Editorial Board
Lauren Erker is a PhD student in the Islamic Archaeology department at the University of Bonn. She received her BA in Anthropology from Metropolitan State University in Denver, Colorado and her MSc in Late Antique, Byzantine and Islamic Studies from the University of Edinburgh. She has archaeological excavation and survey experience in the states of Colorado and Wyoming as well as in Oman, Israel-Palestine, and Jordan. Her thesis work is an inter-disciplinary and comparative study of rural archaeological sites of the Ottoman period in Palestine and Jordan.
Florian Saalfeld is a research associate and doctoral student at the Department for Islamic Studies and Near Eastern Languages of the University of Bonn. He received his B.A and M.A. in Arabic Studies, Islamic Studies and languages and cultures of the Christian Orient from the University of Halle (Saale). Research trips led him to Egypt and Lebanon. Using a literary approach, he is currently working on Indo-Persian historiographic texts of the 13th and 14th century Delhi Sultanate. He is supporting BOAS insights with his technical expertise and as an editor for contributions coming from Islamic Studies.
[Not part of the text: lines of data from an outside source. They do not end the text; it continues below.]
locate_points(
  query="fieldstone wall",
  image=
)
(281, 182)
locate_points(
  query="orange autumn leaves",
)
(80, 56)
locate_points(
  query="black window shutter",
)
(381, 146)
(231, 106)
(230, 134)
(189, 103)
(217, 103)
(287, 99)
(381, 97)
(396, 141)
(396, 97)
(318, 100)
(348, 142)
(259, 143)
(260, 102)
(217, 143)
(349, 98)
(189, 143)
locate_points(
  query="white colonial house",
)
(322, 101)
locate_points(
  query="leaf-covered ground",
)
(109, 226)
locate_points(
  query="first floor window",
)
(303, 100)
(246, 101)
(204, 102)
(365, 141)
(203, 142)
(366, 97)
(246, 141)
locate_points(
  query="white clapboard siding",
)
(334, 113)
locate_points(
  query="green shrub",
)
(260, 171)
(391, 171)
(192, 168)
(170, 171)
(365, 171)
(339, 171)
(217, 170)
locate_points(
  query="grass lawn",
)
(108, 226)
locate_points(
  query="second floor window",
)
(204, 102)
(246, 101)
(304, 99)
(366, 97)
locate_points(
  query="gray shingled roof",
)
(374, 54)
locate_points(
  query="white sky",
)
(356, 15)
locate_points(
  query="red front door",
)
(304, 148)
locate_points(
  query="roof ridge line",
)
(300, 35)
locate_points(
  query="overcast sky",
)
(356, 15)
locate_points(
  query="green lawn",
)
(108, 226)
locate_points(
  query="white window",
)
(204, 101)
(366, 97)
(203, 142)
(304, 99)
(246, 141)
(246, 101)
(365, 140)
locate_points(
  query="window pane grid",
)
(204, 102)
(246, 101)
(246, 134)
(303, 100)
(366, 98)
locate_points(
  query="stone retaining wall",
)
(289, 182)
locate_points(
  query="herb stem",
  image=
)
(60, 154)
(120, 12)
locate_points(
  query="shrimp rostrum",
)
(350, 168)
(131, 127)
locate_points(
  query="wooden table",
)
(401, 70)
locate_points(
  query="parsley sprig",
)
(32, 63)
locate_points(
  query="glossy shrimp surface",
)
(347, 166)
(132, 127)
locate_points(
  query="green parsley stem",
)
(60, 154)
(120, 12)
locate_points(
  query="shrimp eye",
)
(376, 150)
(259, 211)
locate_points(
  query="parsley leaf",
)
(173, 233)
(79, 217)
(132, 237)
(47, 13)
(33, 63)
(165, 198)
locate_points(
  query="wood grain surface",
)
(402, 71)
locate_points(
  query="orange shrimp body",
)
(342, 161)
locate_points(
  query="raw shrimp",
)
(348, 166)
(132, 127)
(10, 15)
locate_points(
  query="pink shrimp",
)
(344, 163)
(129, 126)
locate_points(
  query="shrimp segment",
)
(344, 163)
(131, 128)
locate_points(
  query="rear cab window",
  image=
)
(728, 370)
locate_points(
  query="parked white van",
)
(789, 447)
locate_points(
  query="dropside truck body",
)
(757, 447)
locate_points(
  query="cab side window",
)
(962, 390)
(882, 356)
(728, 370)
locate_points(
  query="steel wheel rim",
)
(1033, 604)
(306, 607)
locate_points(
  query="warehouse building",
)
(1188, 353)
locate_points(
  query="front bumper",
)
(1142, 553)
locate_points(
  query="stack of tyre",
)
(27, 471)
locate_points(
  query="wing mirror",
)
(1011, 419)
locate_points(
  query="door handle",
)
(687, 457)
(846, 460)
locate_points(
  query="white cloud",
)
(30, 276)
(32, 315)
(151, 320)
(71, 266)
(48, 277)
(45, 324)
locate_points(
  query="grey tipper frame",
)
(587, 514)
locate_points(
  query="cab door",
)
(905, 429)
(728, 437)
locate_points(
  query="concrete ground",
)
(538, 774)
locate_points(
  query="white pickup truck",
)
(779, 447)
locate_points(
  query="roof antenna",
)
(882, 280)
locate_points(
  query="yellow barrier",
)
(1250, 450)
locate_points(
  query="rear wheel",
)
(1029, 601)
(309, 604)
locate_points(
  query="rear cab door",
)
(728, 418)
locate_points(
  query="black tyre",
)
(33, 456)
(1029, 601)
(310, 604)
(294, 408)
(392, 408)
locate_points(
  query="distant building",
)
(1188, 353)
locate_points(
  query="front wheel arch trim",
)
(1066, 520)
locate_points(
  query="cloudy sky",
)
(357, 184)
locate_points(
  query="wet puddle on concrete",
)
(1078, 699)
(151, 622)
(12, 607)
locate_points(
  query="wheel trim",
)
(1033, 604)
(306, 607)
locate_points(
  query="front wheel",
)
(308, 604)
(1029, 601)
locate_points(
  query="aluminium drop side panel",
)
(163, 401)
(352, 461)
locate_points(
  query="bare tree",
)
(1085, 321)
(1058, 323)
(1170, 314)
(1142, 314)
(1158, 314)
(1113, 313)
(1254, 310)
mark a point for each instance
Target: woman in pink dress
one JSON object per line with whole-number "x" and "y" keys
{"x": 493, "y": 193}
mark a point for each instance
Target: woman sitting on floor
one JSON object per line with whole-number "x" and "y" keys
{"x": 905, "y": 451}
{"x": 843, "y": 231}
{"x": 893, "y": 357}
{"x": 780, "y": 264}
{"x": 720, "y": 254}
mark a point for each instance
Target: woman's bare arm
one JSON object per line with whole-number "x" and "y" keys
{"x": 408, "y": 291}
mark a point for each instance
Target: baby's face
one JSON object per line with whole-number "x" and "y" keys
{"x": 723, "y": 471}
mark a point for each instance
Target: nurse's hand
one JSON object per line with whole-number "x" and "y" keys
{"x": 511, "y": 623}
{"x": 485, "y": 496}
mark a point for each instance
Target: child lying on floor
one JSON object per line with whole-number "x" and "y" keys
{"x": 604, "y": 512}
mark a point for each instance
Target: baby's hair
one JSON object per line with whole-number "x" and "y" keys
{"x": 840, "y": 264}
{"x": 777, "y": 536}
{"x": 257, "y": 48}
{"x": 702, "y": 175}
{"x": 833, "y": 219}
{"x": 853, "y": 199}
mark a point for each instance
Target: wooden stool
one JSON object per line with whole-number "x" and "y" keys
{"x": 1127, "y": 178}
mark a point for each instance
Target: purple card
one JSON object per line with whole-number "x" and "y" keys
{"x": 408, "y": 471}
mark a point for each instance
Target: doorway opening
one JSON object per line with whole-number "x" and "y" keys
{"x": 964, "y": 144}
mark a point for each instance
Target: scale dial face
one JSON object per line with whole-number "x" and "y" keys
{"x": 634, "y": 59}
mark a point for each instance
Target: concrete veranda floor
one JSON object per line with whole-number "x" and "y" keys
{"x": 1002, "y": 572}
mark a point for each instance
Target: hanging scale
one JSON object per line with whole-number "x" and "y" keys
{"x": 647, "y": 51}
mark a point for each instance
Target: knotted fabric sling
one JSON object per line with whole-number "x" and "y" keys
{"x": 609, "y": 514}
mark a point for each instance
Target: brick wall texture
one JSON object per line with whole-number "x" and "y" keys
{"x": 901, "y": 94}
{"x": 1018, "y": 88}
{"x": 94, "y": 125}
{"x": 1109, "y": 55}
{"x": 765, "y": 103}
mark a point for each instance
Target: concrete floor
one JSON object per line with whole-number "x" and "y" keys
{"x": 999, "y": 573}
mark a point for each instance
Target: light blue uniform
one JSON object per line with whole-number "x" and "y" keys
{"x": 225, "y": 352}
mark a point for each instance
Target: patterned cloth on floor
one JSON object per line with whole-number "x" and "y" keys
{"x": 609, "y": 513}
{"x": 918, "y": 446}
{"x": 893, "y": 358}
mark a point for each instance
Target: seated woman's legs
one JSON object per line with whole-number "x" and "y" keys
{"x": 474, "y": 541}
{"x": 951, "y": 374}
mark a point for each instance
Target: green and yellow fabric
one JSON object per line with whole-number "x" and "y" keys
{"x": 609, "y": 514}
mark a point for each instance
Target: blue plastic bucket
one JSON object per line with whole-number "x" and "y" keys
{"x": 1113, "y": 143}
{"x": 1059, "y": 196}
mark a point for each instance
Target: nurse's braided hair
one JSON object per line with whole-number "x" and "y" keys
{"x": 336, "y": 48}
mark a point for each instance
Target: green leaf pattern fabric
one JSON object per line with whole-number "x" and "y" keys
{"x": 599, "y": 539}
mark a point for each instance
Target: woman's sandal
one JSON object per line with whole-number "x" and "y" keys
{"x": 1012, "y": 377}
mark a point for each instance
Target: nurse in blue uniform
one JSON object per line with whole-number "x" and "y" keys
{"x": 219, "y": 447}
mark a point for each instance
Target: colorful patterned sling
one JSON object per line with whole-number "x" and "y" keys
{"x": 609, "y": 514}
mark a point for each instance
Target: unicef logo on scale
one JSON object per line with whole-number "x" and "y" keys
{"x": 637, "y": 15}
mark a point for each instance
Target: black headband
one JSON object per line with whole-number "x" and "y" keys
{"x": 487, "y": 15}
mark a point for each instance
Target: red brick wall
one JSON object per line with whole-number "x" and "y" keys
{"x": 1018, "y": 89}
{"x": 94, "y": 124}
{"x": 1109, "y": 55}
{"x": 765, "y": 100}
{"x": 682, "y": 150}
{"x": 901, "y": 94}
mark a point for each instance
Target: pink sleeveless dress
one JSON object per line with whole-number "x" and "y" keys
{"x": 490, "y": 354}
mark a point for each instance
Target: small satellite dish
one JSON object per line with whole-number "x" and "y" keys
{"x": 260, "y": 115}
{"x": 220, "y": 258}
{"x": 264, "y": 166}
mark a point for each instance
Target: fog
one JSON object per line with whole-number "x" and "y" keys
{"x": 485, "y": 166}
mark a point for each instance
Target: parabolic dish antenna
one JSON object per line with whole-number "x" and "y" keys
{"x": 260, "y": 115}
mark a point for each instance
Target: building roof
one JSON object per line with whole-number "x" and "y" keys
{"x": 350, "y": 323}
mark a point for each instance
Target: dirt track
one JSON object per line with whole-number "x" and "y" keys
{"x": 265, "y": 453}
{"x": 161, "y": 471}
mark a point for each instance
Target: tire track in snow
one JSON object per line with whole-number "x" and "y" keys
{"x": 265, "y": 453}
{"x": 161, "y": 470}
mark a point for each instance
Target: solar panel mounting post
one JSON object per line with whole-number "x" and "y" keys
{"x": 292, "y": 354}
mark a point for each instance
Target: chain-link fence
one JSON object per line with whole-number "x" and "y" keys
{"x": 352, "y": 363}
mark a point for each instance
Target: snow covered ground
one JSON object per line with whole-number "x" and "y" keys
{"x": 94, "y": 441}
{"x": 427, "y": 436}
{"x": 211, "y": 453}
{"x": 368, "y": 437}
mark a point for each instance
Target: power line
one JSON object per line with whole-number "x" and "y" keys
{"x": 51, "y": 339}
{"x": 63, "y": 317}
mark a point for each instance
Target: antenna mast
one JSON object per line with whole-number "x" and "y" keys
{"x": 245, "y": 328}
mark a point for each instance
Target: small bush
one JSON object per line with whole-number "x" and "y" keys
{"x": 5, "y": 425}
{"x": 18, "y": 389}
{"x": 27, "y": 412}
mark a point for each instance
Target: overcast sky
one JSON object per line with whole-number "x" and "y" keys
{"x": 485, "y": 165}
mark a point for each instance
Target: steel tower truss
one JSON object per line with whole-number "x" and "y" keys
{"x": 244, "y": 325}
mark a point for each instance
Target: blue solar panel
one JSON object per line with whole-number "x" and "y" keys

Dr. phil. Vicky Ziegler completed her doctorate in Islamic Studies at the University of Bonn. She holds further university degrees in Arabic Studies and Conference Interpreting Arabic/German from the University of Leipzig. Her research interests include the history of sciences in the Islamicate world, especially the history of alchemy, and the Arabic manuscript tradition. She spent research trips in Syria, Egypt, Tunisia, Morocco and Oman. In her PhD project, which was funded by the German Avicenna Foundation, she analyzed an alchemical work of the Andalusian bāṭinist Maslama b. Qāsim al-Qurṭubī from the 10th century. Now she works as a research assistant at the Ruhr-Universität Bochum and conducts within the project "Metaphor and Religion", funded by the German Research Foundation, an edition, German translation and analysis of "The Grammar of Hearts" (Naḥw al-qulūb) by the Sufi Master ʿAbd al-Karīm al-Qushayrī (d. 465/1072).